No mais, Bolsonaro segue mais rejeitado entre os mais instruídos (55% de ruim e péssimo) e entre os mais ricos (54%). Sua aprovação é maior também entre quem ganha de 2 a 5 salários mínimos (35% de ótimo e bom) e no nicho evangélico (37%), que perfaz 24% da população ouvida.
O peso do vírus é evidente. Para quem rejeita a condução da crise por Bolsonaro, a avaliação geral de seu governo é de 75% de ruim ou péssimo. Na mão inversa, entre os que aprovam o presidente, seu trabalho específico na saúde é ótimo ou bom para 89%.
Confiança não é o forte de Bolsonaro, segundo os entrevistados. O índice dos que nunca acreditam no que diz o presidente oscilou de 41% para 45% em relação a janeiro, enquanto aqueles que confiam às vezes foi de 38% para 35% e os que dizem sempre confiar oscilaram de 19% para 18%.
A credibilidade cai muito entre mulheres: só 13% dizem sempre confiar no que o presidente diz, ante 23% dos homens. A desconfiança é maior entre quem tem curso superior e ganha mais de 10 salários mínimos, 52%.
Desde o começo da crise, Bolsonaro busca responsabilizar prefeitos e governadores, alegando que a liberdade dada a eles pelo Supremo Tribunal Federal para tomar medidas locais amarrou suas mãos —o que não é verdade, tanto que a corte lhe cobra uma coordenação nacional.

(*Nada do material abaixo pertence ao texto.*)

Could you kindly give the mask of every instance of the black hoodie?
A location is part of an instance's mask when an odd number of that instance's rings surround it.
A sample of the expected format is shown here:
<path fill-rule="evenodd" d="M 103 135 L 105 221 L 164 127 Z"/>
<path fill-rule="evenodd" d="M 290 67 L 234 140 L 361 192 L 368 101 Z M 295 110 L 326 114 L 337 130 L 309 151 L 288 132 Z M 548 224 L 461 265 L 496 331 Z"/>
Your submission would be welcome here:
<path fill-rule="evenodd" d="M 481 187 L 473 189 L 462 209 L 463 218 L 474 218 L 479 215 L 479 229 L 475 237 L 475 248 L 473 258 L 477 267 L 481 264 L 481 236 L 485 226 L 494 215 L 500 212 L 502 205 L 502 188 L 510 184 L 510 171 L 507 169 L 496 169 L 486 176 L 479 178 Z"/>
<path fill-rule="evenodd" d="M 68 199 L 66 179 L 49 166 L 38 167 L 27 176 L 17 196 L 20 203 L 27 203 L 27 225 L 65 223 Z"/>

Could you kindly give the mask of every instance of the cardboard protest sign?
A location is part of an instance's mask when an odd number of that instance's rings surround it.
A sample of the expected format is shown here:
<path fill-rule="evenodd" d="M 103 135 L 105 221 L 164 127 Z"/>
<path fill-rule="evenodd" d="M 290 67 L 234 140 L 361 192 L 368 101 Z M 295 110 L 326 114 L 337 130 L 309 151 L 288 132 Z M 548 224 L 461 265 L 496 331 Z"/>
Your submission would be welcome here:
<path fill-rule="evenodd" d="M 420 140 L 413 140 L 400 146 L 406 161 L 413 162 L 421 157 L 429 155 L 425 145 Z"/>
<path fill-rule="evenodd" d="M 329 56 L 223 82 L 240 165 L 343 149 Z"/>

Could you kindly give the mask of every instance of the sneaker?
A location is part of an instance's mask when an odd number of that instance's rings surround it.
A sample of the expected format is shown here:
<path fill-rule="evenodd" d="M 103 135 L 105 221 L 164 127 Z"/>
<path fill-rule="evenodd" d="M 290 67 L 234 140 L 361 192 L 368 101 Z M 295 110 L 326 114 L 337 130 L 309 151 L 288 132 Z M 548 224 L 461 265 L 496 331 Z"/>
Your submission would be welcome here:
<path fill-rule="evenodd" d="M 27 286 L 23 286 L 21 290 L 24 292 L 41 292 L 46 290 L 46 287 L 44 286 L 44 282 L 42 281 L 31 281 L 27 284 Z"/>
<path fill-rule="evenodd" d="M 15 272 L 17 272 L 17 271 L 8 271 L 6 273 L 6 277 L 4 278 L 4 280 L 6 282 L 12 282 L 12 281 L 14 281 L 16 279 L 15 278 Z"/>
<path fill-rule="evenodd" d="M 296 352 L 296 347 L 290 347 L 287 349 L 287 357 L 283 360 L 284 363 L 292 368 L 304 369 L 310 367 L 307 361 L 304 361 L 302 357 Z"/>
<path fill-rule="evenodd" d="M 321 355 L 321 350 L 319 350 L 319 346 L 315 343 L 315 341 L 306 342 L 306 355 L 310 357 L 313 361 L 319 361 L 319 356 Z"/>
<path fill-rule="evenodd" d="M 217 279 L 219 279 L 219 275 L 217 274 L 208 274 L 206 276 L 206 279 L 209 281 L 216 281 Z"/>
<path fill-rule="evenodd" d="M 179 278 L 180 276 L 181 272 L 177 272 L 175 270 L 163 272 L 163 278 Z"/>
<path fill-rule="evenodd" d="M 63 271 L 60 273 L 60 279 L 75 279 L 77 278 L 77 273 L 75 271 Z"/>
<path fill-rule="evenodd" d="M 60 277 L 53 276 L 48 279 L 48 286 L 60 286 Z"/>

Além de considerá-lo culpado, 42% dos ouvidos creem que o presidente deveria ser o responsável pelo combate à pandemia, ante 20% que acham isso de governadores e 17%, dos prefeitos.
A culpabilização de Bolsonaro atinge seus maiores níveis entre quem possui diploma universitário (56% acham isso) e entre os mais ricos (57%).
Há também correlação entre a avaliação da narrativa presidencial e sua gestão da crise. Não confiam no que diz Bolsonaro 75% daqueles que consideram seu trabalho ruim ou péssimo na pandemia, número que vai a 85% entre os que reprovam seu governo no geral.
Os governadores lideram a percepção de que fazem o melhor trabalho contra o vírus: 38% disseram achar isso, ante 28% que elogiam prefeitos e apenas 16%, que apontam Bolsonaro.
Mas as boas notícias para os governadores acabam aí. O desgaste de suas imagens só piora: subiu de 26% para 35% a reprovação do trabalho dos chefes estaduais de janeiro para cá, enquanto a aprovação caiu de 42% para 34% e a avaliação regular seguiu em 30%.
Os moradores mais insatisfeitos com seus governadores são os da região mais populosa (43% da amostra), a Sudeste: 39% rejeitam o trabalho dos mandatários estaduais.
Também sai mal na fotografia o Ministério da Saúde, que no início da pandemia chegou a gozar de 76% de aprovação popular.
No ocaso da gestão do general Eduardo Pazuello, que agora passa o cargo para o médico Marcelo Queiroga, a avaliação positiva da pasta caiu de 35% para 28% de janeiro para cá, chegando ao menor índice desde a chegada do novo coronavírus.
Já aqueles que acham o trabalho ruim ou péssimo subiram de 30% para 39%, enquanto permaneceu estável os que o consideram regular (34% para 32%). A percepção de que o trabalho é ruim ou péssimo sobe para 59% entre quem ganha de 5 a 10 salários mínimos e a 56% no grupo mais instruído.